Mlliyet Milliyet Blog Milliyet Blog
 
Facebook Connect
Blog Kategorileri
 
 

salih haluk reşat şentürk

http://blog.milliyet.com.tr/shr

06 Aralık '07

 
Kategori
Gündelik Yaşam
 

Denizin üstünde 4,5 saat...

Denizin üstünde 4,5 saat...
 

Bir önceki yazımda hedeflerle yaşamaktan ve hedeflerle mutluluk yolunda ilerlemekten söz etmiştim.
Yaz tatilinde veya hafta sonunda yapacaklarınızı önceden planlamanın bize vereceği mutluluğu ifade etmek istemiştim.
Evet, bende geçtiğimiz hafta sonunda yapacaklarımı 5-6 gün önceden planlamıştım. Dolu dolu geçireceğim
1,5 gün vardı kafamın içinde... Ancak herşey cuma akşamüstü 17,28 de başladı. Uzun ve yorucu bir günden
sonra eve yeni gelmiştim, hemde 2-3 saatlik bir trafikten sonra.. Telefonum çaldı, arayan şirketimin genel müdürü idi. Cumartesi günü ilk feribotla Bandırma'ya gitmem gerekiyordu. Mecburen gerekli organisazyonu yaptım ve sabah 7.00 de feribotla Bandırma'ya gidip, 15.30'da dönecektim. Bu iş programı sonrasında kendi özel programımı da istemeye istemeye değiştirdim. Akşam dönüşümün saat 17,30 sonrası olacağını düşünerek gece için yeniden program yaptım. Önce çok canım sıkıldıysa da " olumlu ! " düşünerek sakinleştim. Gece erken yatıp sabah
5.30 da ayağa kalktım. Aşırı yağış altında ve karanlıkta feribota gittim.

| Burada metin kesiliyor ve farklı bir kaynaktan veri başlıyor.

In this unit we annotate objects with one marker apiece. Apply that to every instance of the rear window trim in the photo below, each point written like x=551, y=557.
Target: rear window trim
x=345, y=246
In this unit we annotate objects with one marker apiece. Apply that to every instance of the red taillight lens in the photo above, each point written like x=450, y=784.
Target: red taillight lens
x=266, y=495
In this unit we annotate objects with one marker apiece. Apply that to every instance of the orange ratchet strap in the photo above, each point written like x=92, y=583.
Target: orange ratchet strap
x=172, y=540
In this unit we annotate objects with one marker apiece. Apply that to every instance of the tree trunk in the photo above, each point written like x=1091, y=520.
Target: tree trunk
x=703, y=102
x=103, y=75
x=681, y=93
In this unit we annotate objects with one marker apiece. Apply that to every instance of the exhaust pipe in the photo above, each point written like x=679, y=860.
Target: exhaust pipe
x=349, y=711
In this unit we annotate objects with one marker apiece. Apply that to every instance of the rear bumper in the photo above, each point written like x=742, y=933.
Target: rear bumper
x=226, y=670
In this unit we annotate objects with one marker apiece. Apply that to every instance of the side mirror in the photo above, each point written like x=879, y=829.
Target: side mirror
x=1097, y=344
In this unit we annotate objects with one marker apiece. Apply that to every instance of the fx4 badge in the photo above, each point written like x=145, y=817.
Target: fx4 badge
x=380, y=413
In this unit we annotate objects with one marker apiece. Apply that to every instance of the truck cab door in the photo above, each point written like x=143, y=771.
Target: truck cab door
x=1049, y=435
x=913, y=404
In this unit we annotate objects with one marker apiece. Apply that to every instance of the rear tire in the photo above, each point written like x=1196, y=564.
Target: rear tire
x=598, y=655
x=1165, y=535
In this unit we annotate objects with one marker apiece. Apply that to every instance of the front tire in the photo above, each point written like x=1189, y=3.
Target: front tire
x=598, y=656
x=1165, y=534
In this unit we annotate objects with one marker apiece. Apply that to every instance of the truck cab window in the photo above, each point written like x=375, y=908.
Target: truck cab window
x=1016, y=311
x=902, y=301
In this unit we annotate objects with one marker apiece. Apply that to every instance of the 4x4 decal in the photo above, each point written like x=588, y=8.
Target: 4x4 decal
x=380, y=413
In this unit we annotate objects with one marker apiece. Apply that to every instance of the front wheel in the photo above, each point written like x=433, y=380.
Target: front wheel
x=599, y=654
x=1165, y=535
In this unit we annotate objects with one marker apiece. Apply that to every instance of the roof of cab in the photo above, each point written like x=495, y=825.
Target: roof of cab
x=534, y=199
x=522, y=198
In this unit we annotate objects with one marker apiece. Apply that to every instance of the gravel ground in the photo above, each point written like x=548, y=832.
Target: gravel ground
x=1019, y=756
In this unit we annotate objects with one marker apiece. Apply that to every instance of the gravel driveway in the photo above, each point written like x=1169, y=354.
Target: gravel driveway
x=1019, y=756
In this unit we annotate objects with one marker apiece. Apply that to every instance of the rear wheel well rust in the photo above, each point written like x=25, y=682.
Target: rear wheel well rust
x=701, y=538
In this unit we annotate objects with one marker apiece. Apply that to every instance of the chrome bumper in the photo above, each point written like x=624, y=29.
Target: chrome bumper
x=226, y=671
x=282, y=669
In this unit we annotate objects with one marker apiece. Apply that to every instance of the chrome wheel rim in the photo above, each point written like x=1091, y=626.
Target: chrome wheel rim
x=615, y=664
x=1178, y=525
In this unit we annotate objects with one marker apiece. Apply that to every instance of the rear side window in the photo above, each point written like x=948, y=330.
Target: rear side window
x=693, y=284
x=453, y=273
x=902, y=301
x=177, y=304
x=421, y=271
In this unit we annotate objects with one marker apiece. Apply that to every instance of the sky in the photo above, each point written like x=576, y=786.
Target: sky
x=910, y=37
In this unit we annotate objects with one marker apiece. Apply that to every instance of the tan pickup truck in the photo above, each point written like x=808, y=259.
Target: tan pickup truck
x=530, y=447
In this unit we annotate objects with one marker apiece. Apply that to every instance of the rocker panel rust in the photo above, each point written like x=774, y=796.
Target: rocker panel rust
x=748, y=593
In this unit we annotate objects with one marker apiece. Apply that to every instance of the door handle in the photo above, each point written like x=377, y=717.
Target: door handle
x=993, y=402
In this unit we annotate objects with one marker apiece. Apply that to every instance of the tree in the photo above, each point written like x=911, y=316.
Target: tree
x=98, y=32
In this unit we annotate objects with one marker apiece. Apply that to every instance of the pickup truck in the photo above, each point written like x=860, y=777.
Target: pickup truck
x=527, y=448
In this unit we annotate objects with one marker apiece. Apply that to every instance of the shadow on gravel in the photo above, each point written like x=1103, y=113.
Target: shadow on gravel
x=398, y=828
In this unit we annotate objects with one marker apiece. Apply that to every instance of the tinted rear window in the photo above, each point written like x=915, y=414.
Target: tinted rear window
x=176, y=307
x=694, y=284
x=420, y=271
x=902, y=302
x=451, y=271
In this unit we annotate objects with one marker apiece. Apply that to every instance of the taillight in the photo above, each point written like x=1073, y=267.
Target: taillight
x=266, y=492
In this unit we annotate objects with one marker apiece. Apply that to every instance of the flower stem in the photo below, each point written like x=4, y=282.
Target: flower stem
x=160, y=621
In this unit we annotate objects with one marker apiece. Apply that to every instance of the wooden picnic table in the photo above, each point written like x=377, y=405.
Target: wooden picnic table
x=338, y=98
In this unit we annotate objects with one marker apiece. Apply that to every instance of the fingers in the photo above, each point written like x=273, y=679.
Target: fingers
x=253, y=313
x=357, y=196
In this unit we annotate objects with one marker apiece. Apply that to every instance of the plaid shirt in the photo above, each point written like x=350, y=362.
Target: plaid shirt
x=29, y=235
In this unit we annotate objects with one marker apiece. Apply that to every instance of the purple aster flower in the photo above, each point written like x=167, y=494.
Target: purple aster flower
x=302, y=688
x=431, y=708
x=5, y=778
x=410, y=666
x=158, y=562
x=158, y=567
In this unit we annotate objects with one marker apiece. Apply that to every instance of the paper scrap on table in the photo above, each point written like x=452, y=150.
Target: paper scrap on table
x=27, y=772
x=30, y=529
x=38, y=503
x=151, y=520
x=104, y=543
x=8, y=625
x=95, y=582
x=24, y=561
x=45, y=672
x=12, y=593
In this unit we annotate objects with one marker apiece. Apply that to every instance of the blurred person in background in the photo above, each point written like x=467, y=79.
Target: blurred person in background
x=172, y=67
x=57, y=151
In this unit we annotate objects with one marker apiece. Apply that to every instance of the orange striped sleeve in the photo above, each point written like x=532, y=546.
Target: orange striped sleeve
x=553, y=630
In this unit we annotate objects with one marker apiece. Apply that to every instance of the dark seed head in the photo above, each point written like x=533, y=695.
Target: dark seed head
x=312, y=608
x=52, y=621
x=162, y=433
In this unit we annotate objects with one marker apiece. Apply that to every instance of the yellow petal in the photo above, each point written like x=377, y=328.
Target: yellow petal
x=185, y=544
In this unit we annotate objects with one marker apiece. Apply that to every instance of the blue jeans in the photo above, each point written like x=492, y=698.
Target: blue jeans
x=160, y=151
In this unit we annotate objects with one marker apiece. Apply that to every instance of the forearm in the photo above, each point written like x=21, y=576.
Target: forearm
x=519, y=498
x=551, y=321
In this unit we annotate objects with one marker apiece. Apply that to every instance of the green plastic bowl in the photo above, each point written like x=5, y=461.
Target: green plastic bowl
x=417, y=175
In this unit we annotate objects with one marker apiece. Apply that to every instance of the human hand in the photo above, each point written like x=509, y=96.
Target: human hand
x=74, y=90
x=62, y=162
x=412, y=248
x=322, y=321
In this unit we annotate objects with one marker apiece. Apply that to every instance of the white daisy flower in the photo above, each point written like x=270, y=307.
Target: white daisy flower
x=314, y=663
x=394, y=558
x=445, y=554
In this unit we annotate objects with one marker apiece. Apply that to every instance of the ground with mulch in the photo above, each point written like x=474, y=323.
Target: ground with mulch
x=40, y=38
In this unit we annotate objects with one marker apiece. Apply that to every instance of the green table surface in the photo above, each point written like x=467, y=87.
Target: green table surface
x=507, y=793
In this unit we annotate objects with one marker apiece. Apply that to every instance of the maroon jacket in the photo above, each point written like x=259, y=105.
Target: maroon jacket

Ve Bandırma... İşim saat 14.00 dolaylarında bitti. Sahilde güzel güneş ışıklarının altında kahvemi içtim. gazetemi okudum. Feribot 15.30 da hareket etti. Ve 10 dk. sonra kriz başladı... Feribot bozuktu ve tek motorla gidiyordu. Normalde 1,5 - 2 saatte gitmesi gereken feribot , 4 saat kadar bir sürede gidecekti. Tüm yolcular isyanda tabii, uçağa yetişecekler, randevusu olanlar vb...

İşin kötüsü kimse telefon bile edemiyor çünkü kapsama alanı dışındayız. Yani tam bir kaos...
Ben ise sakin sakin oturuyorum. Kitabımı okuyor ve yazılarımı yazıyorum, hemde hiç söylenmeden.. Kızmadan...
Neden ? Nasıl oldu ? Bilmiyorum ama böyleyim... Sadece içimde çok küçük bir patlama oldu. Hayırlısı ile gidelim dedim. Ve bu bir arıza idi.. Benim yapacak hiçbir şeyim yoktu... Daha kötüsü olabileceği, havanın bozması, tamamen hareketsiz kalmak vb. ne diyelim bu davranışa? Olgunluk mu? Çözümü bende olmayan bir şeyi kabullenmek mi? Bilmiyorum, hayırlısı, ne diyeyim...
 
Toplam blog
: 136
: 750
Kayıt tarihi
: 18.02.07
 
 

Devlet Güzel Sanatlar Akademisi mezuniyeti ve askerlik sonrasında başladığım iş hayatım aynı kuru..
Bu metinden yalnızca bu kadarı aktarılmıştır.